Karena itu, rekonstruksi penguasaan dan pemilikan lahan sangat penting. Setelah dilakukan rekonstruksi penguasaan tanah yang berlandaskan Pancasila, agar pembaruan agraria dapat berjalan dan mencapai tujuan, pemerintah juga harus membuat kebijakan program pendukung pembaruan agraria. 

Program pendukung ini adalah input usaha tani, semisal penyediaan bibit berkualitas, penyediaan pupuk ramah lingkungan, pemberian modal dari pemerintah kepada petani penerima tanah program pembaruan agraria. 

Selain itu, pemerintah juga harus menyediakan sarana produksi, infrastruktur pertanian, dan berbagai bimbingan teknis pada petani penerima program pembaruan agraria. Inilah yang disebut land reform dan program pendukungnya atau acsess reform. 

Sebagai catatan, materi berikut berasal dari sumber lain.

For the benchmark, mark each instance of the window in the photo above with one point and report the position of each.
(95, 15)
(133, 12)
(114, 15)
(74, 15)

Hanya dengan jalan melaksanakan pembaruan agraria sebagaimana amanat TAP MPR No IX/2001 dan Undang-Undang Pokok Agraria (UUPA) No 5 Tahun 1960, kedaulatan pangan Indonesia dapat dicapai. Ini karena, diakui atau tidak, kebutuhan pangan nasional itu hanya dapat ditopang dari hasil produksi pertanian petani. 

Karena itu, jika bangsa Indonesia ingin keluar dari krisis pangan dan dapat ingin memiliki kedaulatan dalam hal pangan, tidak ada cara lain selain pemerintah harus melaksanakan apa yang disebut dengan pembaruan agraria. Ini karena hanya dengan jalan pembaruan agraria akses petani terhadap tanah dan sarana produksi pertanian petani dapat dimiliki. 

Tanpa memudahkan akses tanah kepada petani untuk memproduksi pangan, dapat dipastikan bangsa Indonesia yang besar ini hanya tinggal menunggu waktu kapan kehilangan jati dirinya dan akhirnya mati. 

Karena itulah, tidak ada pilihan lain jika masih ingin tetap melihat Indonesia ada di masa-masa yang akan datang. Kedaulatan di bidang pangan dari hasil pertanian petani kita harus segera diwujudkan. 

*Penulis adalah Ketua Dewan Pimpinan Nasional REPDEM Bidang Penggalangan Tani dan Aktivis Konsorsium Pembaruan Agraria.